I am Noela Asenath Ovorp. I was born 14 years ago on the 24th day of the 10th month, galaxy standard years. My home world in my humble opinion, (this is an oxymoron, for most often my opinions are anything but humble) is the most beautiful of any, even Naboo.

I survey myself critically even as I write this in the old-fashioned hand my grandmother took great pains to make sure I understood, over all the technological advances of our worlds. I am not a great beauty, and as many mornings as I pray it will be different, I have come to accept that galaxy-shattering looks will never be mine. I am however, pretty in that wonderful non-descript way that allows me to indulge in my favorite entertainment of people watching. I have hitched my mass of brown hair up into a clip, and what I do see that I like are the eyes I was granted by genetic blessing from my grandmother.

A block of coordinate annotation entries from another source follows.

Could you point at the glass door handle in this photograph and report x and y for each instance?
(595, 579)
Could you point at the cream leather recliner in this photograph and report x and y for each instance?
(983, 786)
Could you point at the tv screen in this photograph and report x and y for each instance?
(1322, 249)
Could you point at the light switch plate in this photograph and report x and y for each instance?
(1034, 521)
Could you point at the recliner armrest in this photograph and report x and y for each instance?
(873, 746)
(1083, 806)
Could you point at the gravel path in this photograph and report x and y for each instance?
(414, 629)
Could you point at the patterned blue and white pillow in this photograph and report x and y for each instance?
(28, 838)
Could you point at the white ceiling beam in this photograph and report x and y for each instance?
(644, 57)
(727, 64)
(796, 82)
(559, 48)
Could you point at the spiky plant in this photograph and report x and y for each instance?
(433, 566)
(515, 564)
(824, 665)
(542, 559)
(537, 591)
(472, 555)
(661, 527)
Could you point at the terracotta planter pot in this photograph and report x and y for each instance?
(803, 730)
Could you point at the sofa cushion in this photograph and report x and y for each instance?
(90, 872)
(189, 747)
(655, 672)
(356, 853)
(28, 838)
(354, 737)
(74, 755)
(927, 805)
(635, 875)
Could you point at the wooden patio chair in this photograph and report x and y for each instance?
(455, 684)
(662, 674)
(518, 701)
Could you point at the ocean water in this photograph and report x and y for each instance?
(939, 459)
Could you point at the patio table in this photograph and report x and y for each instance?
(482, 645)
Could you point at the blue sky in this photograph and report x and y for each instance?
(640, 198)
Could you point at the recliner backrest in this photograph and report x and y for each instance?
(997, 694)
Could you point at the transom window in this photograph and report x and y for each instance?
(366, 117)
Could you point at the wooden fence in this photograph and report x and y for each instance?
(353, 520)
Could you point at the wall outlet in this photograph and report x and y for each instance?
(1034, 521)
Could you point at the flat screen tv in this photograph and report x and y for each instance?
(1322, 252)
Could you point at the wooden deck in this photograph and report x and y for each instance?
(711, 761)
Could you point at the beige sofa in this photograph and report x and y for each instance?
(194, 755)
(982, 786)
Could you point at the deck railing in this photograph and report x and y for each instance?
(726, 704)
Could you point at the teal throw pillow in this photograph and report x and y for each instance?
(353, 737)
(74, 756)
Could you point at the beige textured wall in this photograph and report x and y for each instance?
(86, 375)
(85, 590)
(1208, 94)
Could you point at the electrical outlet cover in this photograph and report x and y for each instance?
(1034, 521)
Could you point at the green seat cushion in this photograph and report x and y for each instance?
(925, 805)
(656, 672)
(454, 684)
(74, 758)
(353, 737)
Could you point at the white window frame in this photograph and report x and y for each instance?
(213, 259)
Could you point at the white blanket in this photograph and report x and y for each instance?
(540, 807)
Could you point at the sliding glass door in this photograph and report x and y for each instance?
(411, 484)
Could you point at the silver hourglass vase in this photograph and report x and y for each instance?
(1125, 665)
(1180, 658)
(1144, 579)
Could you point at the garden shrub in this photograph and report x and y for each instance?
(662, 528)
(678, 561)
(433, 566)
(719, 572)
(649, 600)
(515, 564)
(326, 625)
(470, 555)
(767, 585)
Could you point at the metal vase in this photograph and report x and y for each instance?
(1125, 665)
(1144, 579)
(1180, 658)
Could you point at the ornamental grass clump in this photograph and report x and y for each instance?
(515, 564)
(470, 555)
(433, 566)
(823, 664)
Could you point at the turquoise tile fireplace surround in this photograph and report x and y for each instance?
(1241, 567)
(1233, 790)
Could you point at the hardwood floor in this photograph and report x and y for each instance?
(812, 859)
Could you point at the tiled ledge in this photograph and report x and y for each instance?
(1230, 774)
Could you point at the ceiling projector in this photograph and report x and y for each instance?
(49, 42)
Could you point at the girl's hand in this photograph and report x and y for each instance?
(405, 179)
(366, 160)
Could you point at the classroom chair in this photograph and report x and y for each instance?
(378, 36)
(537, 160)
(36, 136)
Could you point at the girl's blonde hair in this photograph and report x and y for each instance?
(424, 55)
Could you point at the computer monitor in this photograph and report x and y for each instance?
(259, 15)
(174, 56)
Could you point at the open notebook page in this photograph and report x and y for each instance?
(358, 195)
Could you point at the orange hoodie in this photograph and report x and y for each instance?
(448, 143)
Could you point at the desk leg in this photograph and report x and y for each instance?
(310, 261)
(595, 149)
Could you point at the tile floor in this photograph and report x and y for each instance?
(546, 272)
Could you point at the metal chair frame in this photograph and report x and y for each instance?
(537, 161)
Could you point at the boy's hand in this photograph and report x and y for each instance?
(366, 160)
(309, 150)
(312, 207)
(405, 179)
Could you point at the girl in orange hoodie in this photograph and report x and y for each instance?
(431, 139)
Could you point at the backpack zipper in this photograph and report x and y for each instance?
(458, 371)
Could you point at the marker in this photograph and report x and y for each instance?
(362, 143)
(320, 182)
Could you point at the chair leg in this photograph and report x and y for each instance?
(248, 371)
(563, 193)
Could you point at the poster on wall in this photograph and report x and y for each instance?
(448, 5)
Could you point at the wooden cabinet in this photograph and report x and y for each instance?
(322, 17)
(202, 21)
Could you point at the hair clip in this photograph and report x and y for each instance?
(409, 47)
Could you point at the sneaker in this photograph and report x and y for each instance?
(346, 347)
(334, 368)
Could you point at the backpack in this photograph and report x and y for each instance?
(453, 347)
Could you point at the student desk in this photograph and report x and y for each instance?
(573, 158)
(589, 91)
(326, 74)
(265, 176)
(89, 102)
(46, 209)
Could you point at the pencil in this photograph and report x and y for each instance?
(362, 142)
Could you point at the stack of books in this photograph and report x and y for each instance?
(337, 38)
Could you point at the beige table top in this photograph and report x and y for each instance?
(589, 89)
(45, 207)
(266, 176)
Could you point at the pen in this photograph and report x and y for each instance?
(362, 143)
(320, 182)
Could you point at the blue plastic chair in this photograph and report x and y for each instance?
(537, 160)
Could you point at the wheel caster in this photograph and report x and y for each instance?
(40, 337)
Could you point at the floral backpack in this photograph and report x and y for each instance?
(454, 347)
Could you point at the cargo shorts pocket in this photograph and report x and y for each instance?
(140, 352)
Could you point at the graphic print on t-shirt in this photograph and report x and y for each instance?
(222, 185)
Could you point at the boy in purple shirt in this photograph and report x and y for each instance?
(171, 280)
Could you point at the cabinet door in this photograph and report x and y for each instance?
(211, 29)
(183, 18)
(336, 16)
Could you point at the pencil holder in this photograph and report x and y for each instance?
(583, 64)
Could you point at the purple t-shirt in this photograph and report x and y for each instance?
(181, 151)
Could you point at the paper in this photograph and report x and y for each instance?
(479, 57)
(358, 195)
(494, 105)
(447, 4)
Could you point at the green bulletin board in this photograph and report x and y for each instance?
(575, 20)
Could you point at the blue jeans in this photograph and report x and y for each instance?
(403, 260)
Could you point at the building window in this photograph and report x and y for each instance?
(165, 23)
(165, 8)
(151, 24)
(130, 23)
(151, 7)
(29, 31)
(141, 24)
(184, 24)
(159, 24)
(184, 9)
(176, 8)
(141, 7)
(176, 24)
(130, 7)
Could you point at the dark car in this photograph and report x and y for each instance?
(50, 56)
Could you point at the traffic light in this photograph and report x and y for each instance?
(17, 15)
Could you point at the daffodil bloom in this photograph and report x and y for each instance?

Grandmother. Our family is of two minds on this extraordinary lady. Mine is the same as my father and grandfather. We adore her and believe her utterly, even if much of what she says has no context for our understanding. Others think she is merely a very charming, safe but insane eccentric. You see, my grandmother believes that she is from a place very far away, so far that we have not even been to her world of birth. It was from this world that she granted those in our family that asked, names from her tradition. My father of course asked, over the protestation of my mother, who loves my grandmother, but does not believe her and is still peeved that my father encouraged my belief in my grandmothers' stories, so my middle name became Asenath: She who belongs to Neir, goddess of Wisdom.

This is all becoming too serious; somehow I have to stop being fifty in a 14 year-old body. . Yes indeed, I can relate more of this as this journal proceeds, but it doesn't match the flip-flop of happiness the flitterbugs in my stomach are accomplishing. I met someone today here on Coruscant and I have finished reporting the events to my grandmother by commlink. That venerable lady told me that something momentous had happened and if I did not have a journal just for this relationship, I would regret it in my future.

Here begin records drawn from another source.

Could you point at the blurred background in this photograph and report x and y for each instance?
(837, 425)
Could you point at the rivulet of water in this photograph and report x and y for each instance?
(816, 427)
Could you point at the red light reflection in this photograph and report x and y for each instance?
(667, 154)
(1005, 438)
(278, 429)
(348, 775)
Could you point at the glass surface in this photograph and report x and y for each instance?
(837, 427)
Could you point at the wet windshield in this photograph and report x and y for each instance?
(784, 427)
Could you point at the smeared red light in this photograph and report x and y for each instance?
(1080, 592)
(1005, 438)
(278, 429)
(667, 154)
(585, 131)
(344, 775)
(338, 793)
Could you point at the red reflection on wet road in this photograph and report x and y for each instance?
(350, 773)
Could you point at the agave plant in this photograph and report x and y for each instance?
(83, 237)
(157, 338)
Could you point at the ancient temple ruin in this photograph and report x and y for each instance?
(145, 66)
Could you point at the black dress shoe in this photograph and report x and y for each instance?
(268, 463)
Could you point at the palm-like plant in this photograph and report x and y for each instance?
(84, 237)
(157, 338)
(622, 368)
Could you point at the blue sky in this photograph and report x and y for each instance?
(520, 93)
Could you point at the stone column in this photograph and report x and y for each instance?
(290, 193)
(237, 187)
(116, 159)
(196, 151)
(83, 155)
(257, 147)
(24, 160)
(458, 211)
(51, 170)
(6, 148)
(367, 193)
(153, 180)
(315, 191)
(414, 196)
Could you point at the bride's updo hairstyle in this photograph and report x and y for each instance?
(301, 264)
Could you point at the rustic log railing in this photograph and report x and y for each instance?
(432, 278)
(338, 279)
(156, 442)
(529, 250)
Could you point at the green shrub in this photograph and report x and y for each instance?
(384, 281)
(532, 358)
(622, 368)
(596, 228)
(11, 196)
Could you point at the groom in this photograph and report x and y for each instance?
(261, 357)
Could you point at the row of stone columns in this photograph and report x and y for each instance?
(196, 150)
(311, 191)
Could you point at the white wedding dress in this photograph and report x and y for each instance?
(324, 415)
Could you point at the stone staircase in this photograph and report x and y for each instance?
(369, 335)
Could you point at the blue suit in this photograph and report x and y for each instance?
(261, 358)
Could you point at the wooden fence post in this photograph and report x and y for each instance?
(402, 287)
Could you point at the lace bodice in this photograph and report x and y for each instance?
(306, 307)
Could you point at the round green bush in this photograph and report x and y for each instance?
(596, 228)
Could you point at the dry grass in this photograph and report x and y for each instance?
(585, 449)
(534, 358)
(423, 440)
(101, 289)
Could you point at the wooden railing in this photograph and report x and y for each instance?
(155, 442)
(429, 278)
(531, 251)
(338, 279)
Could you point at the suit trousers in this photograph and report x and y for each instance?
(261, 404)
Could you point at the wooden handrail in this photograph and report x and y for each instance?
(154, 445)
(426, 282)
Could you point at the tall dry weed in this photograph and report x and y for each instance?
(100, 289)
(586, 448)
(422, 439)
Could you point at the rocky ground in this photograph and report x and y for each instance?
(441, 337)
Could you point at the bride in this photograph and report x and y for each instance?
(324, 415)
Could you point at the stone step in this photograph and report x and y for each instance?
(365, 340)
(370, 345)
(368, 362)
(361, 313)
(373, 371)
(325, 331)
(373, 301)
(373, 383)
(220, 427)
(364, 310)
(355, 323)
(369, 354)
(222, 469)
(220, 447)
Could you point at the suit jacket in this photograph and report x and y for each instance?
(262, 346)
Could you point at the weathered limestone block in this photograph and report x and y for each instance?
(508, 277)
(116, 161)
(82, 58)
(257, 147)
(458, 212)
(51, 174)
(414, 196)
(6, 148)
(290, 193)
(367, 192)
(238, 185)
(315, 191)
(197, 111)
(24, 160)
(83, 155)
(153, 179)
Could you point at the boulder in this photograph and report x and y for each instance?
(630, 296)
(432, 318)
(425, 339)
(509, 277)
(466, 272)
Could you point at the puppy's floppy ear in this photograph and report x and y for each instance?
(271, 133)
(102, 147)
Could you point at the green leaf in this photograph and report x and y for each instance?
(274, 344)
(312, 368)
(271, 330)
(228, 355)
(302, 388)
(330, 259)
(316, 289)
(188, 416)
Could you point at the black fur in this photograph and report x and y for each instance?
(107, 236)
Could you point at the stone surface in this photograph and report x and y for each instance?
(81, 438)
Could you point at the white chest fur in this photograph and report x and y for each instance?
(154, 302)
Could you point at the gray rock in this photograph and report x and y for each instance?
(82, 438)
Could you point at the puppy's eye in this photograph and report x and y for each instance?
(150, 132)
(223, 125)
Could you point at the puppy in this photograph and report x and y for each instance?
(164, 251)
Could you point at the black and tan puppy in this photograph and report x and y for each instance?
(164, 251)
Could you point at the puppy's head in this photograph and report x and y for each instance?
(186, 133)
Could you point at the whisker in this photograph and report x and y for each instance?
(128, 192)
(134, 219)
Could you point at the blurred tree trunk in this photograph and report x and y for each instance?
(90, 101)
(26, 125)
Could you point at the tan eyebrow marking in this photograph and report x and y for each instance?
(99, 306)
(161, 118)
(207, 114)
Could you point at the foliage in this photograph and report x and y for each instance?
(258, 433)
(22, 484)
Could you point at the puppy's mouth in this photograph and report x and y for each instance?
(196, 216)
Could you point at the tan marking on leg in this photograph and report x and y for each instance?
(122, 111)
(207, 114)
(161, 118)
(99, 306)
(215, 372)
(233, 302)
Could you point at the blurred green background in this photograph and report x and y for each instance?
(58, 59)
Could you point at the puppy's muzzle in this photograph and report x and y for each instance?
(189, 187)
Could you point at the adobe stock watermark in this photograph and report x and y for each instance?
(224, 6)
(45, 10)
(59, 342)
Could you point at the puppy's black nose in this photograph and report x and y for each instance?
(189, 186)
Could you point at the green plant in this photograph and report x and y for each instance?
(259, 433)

I have been working at an aide in the office of the Alderaanian embassy here on Coruscant, and I was informed last week that I was the perfect age for an agonizing tradition between the diplomatic offices and the Jedi Temple. I of course protested that I would be perfectly fine without this mercy date forced upon me, and that surely there would be some daughter of a senator or other such dignitary that would be far more appropriate.

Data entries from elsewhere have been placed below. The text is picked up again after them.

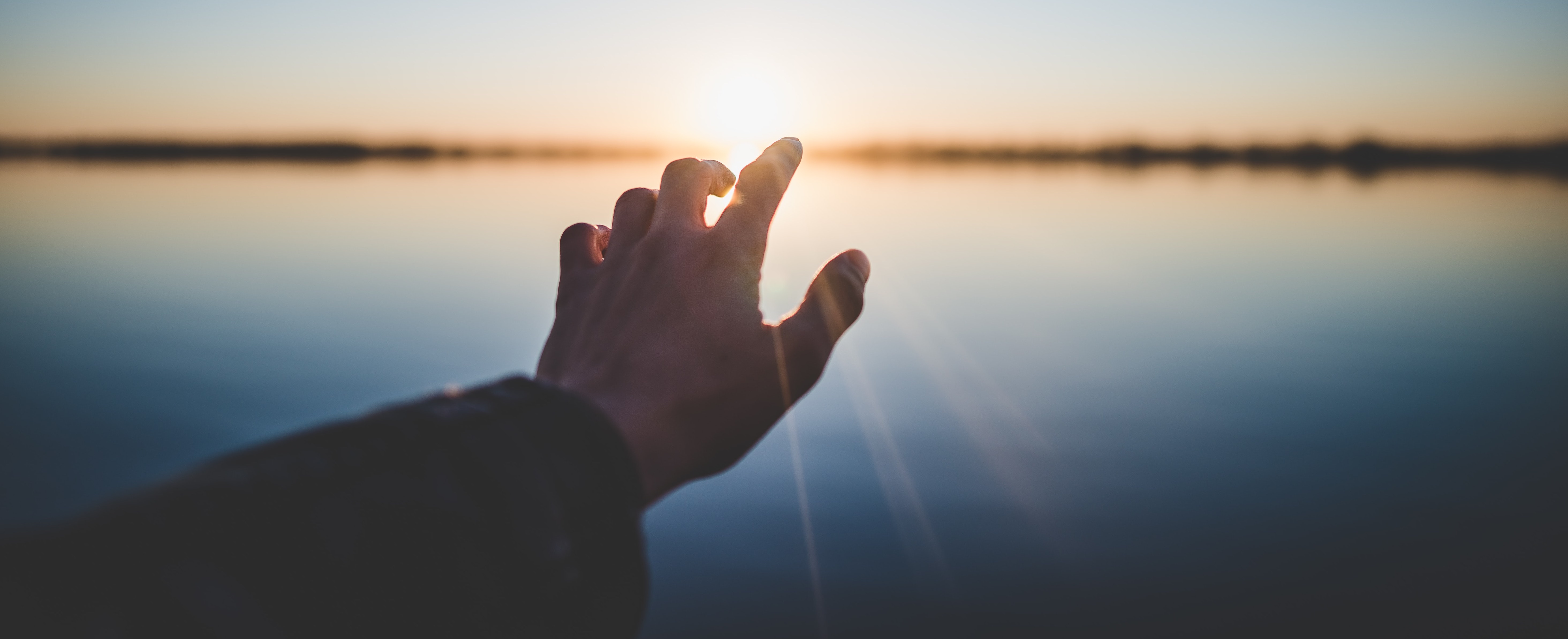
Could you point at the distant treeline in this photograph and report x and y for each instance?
(1362, 158)
(286, 151)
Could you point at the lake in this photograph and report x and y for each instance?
(1082, 401)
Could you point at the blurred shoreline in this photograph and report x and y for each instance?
(1363, 158)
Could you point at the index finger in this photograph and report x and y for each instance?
(758, 194)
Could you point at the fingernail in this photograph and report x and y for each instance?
(860, 263)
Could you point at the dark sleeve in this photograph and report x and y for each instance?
(509, 511)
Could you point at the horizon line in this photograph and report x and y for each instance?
(1365, 156)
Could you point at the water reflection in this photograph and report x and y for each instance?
(1081, 401)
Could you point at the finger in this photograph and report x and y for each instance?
(632, 216)
(684, 191)
(582, 247)
(758, 194)
(832, 305)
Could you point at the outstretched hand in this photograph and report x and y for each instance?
(658, 323)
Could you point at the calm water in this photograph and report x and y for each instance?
(1081, 401)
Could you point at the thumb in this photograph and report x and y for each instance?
(832, 305)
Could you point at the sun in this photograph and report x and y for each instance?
(744, 112)
(745, 107)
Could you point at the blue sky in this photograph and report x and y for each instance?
(839, 71)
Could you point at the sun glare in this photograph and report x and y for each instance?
(742, 112)
(739, 158)
(745, 107)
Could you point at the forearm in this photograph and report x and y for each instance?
(510, 509)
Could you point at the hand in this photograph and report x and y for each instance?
(658, 323)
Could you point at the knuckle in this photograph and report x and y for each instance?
(576, 233)
(637, 194)
(687, 165)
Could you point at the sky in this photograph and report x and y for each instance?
(841, 71)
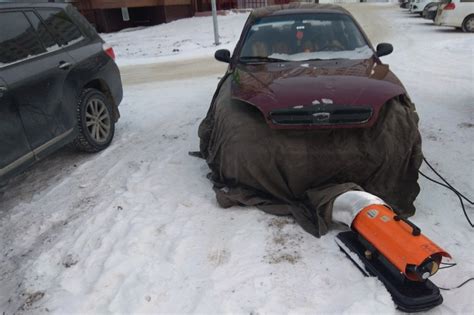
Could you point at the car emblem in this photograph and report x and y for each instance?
(322, 116)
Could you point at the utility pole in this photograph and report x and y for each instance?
(214, 20)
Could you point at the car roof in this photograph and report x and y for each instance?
(22, 5)
(298, 8)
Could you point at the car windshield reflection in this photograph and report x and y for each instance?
(304, 37)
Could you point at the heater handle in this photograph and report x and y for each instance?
(415, 230)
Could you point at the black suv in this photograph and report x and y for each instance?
(59, 84)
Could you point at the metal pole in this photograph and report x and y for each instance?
(214, 20)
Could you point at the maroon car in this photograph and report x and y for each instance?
(305, 112)
(310, 68)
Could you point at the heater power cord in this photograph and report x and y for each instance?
(457, 287)
(447, 185)
(450, 265)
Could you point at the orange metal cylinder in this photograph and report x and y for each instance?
(395, 240)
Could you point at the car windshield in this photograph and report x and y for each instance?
(299, 37)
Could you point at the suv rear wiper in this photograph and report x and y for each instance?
(248, 59)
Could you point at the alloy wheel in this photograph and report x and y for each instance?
(470, 24)
(98, 120)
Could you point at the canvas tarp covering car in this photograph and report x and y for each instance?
(301, 172)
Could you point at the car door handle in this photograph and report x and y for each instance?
(64, 65)
(3, 89)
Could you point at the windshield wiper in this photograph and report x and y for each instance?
(248, 59)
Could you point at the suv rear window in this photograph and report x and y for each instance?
(61, 26)
(44, 35)
(18, 40)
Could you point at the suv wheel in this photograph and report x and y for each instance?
(94, 120)
(468, 24)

No such luck. Said daughters had all refused, leaving various office staff, including myself and since I was deemed semi-presentable, I was the one chosen. I hate that clause 'other jobs as assigned' written into my contract. I swallowed my frustration and waited for the call. Who knows what I would find myself having to spend the evening with. I only prayed to the God of my grandmother that it wouldn't be something that would mistake me for dinner.

The next several days the other office clerks regaled me with every tale they had ever heard about Jedi, and my presumed fate. At first I found it absurd, but then I could not ignore some of what they were telling me. Would my 'date' mind control me and make me do things I would not normally do? I had called grandmamma in a panic, and she reminded me that once she had been a member of a people that lies and myths were told about. "Little one, you have been trained well to accept and make friends with all living beings. Just remember those rules of life I have taught you. You will succeed beautifully and you might make a wonderful new friend. Concern yourself with only being the best friend to all living things, and nothing will go wrong."

Still I was nervous when my commlink went off on the 12th day of the 2nd month, and the other office clerks surrounded me to listen. I tried in vain to wave them away.

"Lady Ovorp?" The voice was low, quiet and cultured. This was worse than something that could eat me for dinner.

"Yes, please just call me Noela. Lady Ovorp is my mother's name." A chuckle escaped from the voice on the other end of the commlink.

"Noela, my name is Qui-Gon Jinn and I am to escort you two days from now. Do you have any idea what you would enjoy doing? I had thought dinner at the very least, but I had heard that you enjoy music. The Temple musicians are having a special concert that night, and I could show you around the Jedi Temple. If you have something you might like better, however I am at your service." A gentleman. Yes indeed, I was finding this more frightening by the minute. I prayed that I would not be found as lacking as I was feeling listening to that beautifully modulated voice.

"No, thank you, that sounds wonderful." I managed to croak. I knew at that moment there was nothing worse than being a gawky, 14 year old girl. I could have cheerfully murdered the person that thought that this would be a good idea, and done my time for it as a badge of honor.

"Where shall we meet?" Gods, I wished my heart would stop catching a beat whenever he would speak. I wanted to live at least until 15. I reminded myself he might not match his voice.

"My quarters are not far from the Embassy gardens. We could meet there. But then you don't know what I look like do you?" I kicked myself for stupidity, but he interrupted my bout of self-torture. "I will be able to find you, Noela."

I remember blinking. What did that mean?

Now it is very late, and I want time to savor our evening, before I write on it. Besides I have some words of wisdom from my grandmother that I need to also ponder and make mine. It could mean the difference between having something very special and throwing it away.